Helvacılar Çarşısı, Siirt’in en eski çarşısı. Enver Yüce de çarşının en eski esnaflarından biri. 1974 yılından beridir, küçük dükkanında saat tamir ediyor. Diğer bir tabirle akrebi yelkovanın peşinden koşturuyor.
Enver Yüce, saat tamirciliğine başladığında 16 yaşındaydı. Babasından mesleği öğrendikten sonra şehrin en işlek çarşısında dükkan açtı. Her ne kadar Helvacılar Çarşısı, eski işlek olduğu dönemleri yaşamıyor olsa bile birçok eski esnaf hala bu çarşıda. Enver Yüce de bu esnaflardan biri.
Beraber haberi yapacağımız Bünyamin Aybek ile dükkanın önüne gittiğimizde bir an için 4-5 metre karelik dükkana sığamayacağımızı ve kameralarımızı kuramayacağımızı düşündük. İçeri girdiğimizde Enver Yüce, eski esnaf arkadaşı Nedim Aydın ile oturuyordu. Nedim Aydın da kentte uzun yıllar radyo ve televizyon tamiri yapan esnaflardan biri.
Çarşının En Eski Esnafı
Kameralarımızı Enver Yüce’ye çeviriyoruz ve soruyoruz, “Mesleğe ne zaman başladın, kaç yıldır bu mesleği sürdürüyorsun?” Yüce, “Mesleğe 1974 yılında 16 yaşında iken başladım. Babamdan miras kalan mesleği 50 yıldır sürdürüyorum. Çarşıdaki en eski esnaflardan da biriyim” dedi.
Saat Takma Alışkanlığı Kayboldu
Yüce, tamircilik yaptığını daha önce saat de sattığını fakat birkaç yıldır bundan vazgeçtiğini ifade ediyor. Telefonlar çıktıktan sonra saat kullanma alışkanlığının kaybolduğuna dikkat çeken Yüce, alışanların ise hala saat kullandığını söylüyor. Korumalı, eski saatlerin yanı sıra pilli saatleri de tamir ettiğini belirten Yüce, akıllı saatlerden ise anlamadığını ve akıllı saatlerin tamir yapılamayacağını ifade ediyor.
Enver Yüce; emekli olduğunu, emeklilik ile zanaatını birleştirerek geçinebildiğini söylüyor ve sadece maaş veya zanaatla geçinmenin zor olduğunu ekliyor.
Kadim Bir Dost
Yüce ile röportajımızı tamamladıktan sonra kameralarımızı bu sefer de Nedim Aydın’a çeviriyoruz. Aydın’a Yüce ile tanışıklığı ve saat tamirciliği mesleğinin serüveni hakkındaki gözlemlerini soruyoruz.

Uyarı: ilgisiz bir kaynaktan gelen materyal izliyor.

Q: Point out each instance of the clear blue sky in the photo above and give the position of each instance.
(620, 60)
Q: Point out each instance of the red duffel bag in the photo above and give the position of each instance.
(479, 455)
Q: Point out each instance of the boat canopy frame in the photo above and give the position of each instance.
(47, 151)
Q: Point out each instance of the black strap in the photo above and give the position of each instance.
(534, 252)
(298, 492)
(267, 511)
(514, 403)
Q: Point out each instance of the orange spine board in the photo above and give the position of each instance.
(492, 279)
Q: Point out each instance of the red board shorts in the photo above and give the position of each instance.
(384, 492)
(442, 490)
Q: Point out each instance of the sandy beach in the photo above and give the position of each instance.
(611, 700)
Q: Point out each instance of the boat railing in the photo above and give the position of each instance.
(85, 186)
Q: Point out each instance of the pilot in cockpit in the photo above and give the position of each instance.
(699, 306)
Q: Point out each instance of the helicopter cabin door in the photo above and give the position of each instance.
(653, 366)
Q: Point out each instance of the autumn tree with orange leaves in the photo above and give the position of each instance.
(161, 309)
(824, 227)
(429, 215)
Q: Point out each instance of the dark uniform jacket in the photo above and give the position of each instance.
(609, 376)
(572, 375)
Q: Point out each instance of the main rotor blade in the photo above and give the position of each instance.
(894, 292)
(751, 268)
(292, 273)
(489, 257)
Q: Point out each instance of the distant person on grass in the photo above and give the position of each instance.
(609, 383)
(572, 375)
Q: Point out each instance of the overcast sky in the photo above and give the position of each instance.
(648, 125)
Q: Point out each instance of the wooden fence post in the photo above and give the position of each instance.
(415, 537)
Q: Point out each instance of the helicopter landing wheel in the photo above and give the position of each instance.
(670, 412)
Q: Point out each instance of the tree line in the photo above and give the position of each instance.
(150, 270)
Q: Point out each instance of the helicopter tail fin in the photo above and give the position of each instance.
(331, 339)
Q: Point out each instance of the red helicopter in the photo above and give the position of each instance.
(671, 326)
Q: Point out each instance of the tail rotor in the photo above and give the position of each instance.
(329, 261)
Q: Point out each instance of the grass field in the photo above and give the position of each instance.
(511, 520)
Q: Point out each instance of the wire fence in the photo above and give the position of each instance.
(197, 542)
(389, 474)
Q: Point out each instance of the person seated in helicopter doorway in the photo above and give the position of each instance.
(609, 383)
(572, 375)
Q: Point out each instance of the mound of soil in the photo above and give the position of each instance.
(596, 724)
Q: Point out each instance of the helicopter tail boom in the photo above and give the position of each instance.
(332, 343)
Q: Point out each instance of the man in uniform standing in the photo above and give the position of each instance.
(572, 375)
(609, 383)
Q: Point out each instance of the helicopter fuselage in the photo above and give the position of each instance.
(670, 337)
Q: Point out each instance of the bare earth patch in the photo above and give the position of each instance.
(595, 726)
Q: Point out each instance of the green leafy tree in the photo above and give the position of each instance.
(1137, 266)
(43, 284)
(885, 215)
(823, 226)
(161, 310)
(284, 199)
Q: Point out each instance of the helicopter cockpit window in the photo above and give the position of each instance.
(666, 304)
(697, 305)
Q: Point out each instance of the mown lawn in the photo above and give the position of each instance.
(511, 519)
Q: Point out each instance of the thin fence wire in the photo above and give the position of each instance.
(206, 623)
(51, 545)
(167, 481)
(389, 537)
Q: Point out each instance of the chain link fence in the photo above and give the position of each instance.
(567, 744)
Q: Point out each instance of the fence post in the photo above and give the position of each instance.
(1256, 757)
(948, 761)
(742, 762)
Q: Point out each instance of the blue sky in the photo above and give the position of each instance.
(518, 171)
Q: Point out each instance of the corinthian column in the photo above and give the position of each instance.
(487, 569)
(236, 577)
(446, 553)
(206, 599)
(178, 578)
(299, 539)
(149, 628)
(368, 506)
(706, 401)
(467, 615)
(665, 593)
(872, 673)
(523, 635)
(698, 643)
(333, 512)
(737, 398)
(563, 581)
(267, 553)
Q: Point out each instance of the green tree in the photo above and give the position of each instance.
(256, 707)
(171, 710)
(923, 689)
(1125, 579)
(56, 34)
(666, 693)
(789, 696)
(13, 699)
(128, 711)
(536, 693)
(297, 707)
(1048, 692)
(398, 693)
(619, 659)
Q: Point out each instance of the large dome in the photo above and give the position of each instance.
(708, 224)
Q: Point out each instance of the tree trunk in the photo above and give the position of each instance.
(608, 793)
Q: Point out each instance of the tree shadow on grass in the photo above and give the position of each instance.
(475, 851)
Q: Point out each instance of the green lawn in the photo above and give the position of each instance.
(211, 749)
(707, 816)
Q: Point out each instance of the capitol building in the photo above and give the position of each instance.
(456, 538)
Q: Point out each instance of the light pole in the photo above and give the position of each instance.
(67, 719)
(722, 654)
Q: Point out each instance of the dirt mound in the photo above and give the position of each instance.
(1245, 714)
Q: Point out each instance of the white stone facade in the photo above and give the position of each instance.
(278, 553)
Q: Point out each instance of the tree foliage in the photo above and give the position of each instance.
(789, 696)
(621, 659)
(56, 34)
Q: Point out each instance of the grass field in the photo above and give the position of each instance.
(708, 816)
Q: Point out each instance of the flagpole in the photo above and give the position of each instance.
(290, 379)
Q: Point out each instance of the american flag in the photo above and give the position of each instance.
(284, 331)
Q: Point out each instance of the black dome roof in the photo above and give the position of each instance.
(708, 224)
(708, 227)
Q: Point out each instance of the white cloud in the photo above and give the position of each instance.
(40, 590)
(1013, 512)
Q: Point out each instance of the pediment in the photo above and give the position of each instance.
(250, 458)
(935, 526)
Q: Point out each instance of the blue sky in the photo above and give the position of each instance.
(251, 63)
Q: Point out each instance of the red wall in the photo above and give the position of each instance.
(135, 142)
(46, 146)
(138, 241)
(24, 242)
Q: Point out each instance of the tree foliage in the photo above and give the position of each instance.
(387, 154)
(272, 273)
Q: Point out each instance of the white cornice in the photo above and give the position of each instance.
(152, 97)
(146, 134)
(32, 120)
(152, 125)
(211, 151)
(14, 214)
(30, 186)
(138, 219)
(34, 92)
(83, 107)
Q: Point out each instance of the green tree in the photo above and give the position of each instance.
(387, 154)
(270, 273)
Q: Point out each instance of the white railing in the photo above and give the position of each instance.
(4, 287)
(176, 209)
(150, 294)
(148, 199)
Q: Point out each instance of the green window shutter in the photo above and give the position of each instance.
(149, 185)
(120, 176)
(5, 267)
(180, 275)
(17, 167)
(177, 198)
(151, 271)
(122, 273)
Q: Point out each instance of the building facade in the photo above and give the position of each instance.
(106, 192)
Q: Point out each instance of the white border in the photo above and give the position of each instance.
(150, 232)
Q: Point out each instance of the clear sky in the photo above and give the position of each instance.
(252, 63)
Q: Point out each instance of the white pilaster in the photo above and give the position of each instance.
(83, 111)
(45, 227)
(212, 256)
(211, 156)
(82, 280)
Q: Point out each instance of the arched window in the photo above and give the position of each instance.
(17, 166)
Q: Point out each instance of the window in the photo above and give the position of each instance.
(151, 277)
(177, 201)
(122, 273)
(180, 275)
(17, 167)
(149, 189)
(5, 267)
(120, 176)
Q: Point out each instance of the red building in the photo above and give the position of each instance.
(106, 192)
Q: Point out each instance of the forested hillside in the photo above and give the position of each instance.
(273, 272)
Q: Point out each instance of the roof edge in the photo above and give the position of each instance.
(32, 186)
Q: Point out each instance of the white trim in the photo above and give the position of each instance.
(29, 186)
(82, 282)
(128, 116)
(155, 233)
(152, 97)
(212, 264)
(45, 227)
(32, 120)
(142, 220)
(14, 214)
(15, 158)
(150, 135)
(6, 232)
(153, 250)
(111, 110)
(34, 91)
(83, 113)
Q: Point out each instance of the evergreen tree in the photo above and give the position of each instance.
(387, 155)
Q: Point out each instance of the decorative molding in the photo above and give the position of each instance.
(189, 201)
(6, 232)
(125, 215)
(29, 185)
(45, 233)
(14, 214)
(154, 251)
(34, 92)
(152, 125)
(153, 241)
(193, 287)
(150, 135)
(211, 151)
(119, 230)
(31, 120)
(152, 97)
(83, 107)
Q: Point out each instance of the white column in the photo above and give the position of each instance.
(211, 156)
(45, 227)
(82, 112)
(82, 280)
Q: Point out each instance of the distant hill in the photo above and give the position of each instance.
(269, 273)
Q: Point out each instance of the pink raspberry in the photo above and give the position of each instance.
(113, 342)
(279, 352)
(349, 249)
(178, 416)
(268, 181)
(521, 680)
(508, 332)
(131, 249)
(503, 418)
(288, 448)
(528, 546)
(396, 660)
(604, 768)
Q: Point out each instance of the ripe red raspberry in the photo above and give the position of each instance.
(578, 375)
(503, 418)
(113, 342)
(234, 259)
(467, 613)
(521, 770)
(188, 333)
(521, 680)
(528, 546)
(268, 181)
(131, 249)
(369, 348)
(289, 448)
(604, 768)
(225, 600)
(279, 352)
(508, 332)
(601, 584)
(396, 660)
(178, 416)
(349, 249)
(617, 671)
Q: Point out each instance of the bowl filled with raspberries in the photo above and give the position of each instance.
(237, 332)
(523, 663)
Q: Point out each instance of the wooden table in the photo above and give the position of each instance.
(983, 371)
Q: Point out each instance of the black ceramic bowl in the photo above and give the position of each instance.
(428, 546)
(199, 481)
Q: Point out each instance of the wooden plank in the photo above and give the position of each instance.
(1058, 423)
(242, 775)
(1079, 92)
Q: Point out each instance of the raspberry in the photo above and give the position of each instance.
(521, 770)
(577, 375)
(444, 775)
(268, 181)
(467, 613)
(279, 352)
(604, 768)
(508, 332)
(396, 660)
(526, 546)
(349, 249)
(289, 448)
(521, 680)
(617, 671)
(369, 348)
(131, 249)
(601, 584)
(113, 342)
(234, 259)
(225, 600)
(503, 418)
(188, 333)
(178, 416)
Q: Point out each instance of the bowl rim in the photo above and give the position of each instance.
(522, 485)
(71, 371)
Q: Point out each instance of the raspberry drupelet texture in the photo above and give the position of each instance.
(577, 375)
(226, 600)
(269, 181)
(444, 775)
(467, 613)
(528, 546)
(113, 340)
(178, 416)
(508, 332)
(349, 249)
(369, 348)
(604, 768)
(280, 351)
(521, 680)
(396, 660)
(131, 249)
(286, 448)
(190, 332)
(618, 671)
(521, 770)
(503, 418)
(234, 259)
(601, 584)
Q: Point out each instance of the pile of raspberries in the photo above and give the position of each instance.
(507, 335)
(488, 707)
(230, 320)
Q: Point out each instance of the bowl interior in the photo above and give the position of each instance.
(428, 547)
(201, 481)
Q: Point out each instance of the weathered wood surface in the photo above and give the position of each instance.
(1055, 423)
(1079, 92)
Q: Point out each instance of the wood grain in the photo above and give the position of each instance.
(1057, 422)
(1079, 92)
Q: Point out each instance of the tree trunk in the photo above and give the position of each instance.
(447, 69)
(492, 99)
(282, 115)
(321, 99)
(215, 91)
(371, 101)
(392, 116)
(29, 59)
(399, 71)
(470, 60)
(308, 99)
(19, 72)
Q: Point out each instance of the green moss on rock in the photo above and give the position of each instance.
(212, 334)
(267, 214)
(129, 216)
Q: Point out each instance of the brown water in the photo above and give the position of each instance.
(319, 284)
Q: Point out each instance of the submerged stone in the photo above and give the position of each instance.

Aydın, Yüce ile meslek icabı tanışıklıklarının olduğunu ve aynı köyden olduklarını ifade ediyor. Aydın, yaşıt olduklarını, yaşıtlarının birbirlerini özlediğini ve geçlerle diyalog kurmakta da zorladıkları için sık sık görüştüklerini söylüyor.
“Zanaatın Kıymeti Vardı”
Kendisinin de eski radyo ve televizyon tamircisi olduğunu söyleyen Nedim Aydın; teknolojinin değiştiğini, yeni çıkan ürünlerin tamirlerinin daha kolay olduğunu belirtiyor. Bunun üzerine Aydın’a yeni tamircilerin yetişip yetişmediğini soruyoruz. Aydın’ın verdiği cevap şöyle:
“Şu anda kalifiye eleman yetiştiremiyoruz, kalfa yetiştiremiyoruz. Eskiden çıkarak vardı, adam getiriyordu çoğunu diyordu, ‘ben bunu okula göndersem ne olacak, okuyanlardan ne çıktı?’ Zanaat çok kıymetliydi. Çocuklarımızı bu zanaatla büyüttük. Zanaatın kıymeti vardı. Saatçi üç, dört taneydi, radyocu aynı şekilde.”
Röportajların ardından Enver Yüce, daha önce hayat hikayesinin haberlere konu olduğunu söyleyerek gazetede çıkan haberlerini bizlere gösteriyor. Yakın zamanda çıkan bir gazetede mesleği 50 yıldır sürdürdüğü yazıyor. 5 yıl öncesine ait diğer bir gazetede ise 45 yıldır saat tamirciliği yaptığı ifadesi yer alıyor.